I appreciate all the help I can get!
i guess the easiest solution would be to check how the post request for sending the Zip codes looks like (e.g. with Firefox network monitor)
Then loop through all US zip codes and sending a post request (palladian or just post node) and parsing the response… However that will be quite a few requests
maybe a small example for your store locator
Go to your target page and open the network monitor (“Netzwerkmonitor” in German )
Do your search and try to find the relevant get/post request (most one of the first)
There we see that the
will be requested (which includes our input location
It is a get request so we only have to check the target URL as well as if the headers include information we have to provide:
Header cookie includes some information which might be relevant e.g. userLocation, refererer and host
Check what is set in the initial page request:
see that maybe userLocation should be added and try if that is enough
Now create these information in a requestUrl and request cookie:
And it seems in your case that is enough:
Response from KNIME:
Response if doing it manually in firefox:
Now you just have to parse the jsons
*and maybe if you like to test what the Sprint site allows check how far you can “enhance” the distance modifier
9 returned objects
98 returned objects
store locator.knwf (15.7 KB)
Next step would be to have a list of ZIP Codes to check and mostly reducing the number of request you have to send in the given area range
And maybe set a good timeout between requests as to not get blocked by their page
Nice one @AnotherFraudUser
Sorry about the late reply! This definitely looks like what I’m looking for, but I guess the store locator has changed since your last post because now it is a T-Mobile store locator which seems to have a different format from the original Sprint Store Locator.
I noticed that the URL changes to reflect a search by state and city. Would it be possible (and maybe more simple) to extract the store information by looping the URL through all the states and cities?
Thanks for the help!!
Well sure could be possible.
Actually should not change much from the base workflow idea - looping through citys instead of zip codes should be the same process.
Maybe you won’t have to forge cookies etc.
Basically you’ll have to check what is returned if you open the pages.
If you check by state it seems to return all cities with stores, so you could do it in two steps (to reduce the amount of requests)
First search by each state, extract all the cities with stores - then search by each city.
At the first glance (without looking into detail) a simple get node should to the trick
Search by zip code should work as well but would require a lot more requests
If you get it to work - make sure to share it with everyone
My current workflow is just trying to pull the cities in each state that have a store and it’s not working for some reason. I can see that the Response contains the information I’m looking for, but it doesn’t show up in the body column from my GET result.
If I can understand how to get this part to work, I think that I’ll be able to figure out how to get the store information from the cities. Could you check out my workflow to see where I’m wrong? As far as I can tell, it doesn’t look like I need a cookie for this particular get request.

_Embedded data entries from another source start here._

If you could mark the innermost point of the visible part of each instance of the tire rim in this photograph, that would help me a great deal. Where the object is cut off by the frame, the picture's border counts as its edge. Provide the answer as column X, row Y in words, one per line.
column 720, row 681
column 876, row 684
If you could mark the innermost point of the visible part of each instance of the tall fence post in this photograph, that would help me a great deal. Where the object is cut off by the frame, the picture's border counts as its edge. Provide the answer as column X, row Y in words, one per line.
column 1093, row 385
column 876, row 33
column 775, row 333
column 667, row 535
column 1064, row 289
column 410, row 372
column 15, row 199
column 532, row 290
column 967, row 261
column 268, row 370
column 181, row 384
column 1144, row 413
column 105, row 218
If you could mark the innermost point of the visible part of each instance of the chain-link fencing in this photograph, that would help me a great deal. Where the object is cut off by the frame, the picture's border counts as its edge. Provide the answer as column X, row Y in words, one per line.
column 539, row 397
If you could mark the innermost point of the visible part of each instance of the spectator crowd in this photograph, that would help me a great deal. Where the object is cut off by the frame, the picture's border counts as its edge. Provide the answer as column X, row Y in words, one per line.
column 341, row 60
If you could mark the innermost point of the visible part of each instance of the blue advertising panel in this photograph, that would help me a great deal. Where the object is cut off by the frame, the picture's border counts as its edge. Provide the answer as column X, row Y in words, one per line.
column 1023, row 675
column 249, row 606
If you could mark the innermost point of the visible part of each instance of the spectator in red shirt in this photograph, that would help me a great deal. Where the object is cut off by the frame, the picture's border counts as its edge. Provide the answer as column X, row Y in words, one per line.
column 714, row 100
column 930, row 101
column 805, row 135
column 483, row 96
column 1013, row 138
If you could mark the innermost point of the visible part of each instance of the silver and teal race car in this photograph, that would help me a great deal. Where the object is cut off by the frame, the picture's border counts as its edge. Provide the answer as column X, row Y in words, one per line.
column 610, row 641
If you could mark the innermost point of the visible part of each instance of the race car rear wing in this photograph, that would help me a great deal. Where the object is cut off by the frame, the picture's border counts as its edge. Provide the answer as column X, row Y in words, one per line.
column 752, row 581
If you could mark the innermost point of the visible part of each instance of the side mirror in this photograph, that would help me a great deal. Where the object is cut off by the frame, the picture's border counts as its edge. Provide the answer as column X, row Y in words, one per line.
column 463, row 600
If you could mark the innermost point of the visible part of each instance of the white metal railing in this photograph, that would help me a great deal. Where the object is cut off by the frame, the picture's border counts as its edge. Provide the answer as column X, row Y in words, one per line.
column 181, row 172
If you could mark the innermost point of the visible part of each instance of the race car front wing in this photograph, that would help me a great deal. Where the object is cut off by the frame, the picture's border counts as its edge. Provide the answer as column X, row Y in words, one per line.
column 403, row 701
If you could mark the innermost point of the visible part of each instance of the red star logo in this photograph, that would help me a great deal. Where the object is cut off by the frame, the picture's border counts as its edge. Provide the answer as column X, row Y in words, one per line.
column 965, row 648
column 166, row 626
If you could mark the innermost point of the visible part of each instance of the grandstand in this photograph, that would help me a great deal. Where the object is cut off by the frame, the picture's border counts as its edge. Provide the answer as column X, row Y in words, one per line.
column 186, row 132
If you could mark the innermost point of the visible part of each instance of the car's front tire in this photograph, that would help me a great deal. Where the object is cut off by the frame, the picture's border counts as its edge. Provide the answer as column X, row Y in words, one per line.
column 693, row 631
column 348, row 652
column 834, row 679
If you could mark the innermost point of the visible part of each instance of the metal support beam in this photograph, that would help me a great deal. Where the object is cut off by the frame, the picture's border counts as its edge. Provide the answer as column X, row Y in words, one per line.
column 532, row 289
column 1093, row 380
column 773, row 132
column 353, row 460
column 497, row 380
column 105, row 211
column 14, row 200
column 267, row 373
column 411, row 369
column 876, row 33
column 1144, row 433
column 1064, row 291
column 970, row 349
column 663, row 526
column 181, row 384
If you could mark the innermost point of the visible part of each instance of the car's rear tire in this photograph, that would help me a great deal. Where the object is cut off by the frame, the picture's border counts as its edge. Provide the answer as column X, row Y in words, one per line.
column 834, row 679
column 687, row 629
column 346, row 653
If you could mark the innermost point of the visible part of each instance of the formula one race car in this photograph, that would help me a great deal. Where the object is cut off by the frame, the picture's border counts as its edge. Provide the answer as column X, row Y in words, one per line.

store locator.knwf (16.6 KB)
Here are some screenshots of the information I’m using from searching Alabama:
Actually, I was able to get it work now. I realized that my request string was supposed to be the GET from the Headers section and not the URL. I’ll try to see if I can get the store information. If it works out, I’ll post my solution!
Here’s the workflow with my solution:
store locator.knwf (34.6 KB)
It follows the process outlined by @AnotherFraudUser but done twice. The first iteration extracts all the cities from the store locator and the second iteration extracts all the stores in each city. The process is similar between the two with slight differences in the request string used and maybe some of the request headers.
There might be a more simple way to clean the JSON data that’s extracted, but I just did what I could with the limited knowledge I have of it. I welcome any suggestions for improving the workflow.
Thanks for all the help! Doing this little project helped me to understand more about how web scraping works.
great! Thanks for the final solution
Will check out how you solved it!
you can use KNIME Hub to share your solution. Will be more visible and easier to locate
This topic was automatically closed 7 days after the last reply. New replies are no longer allowed.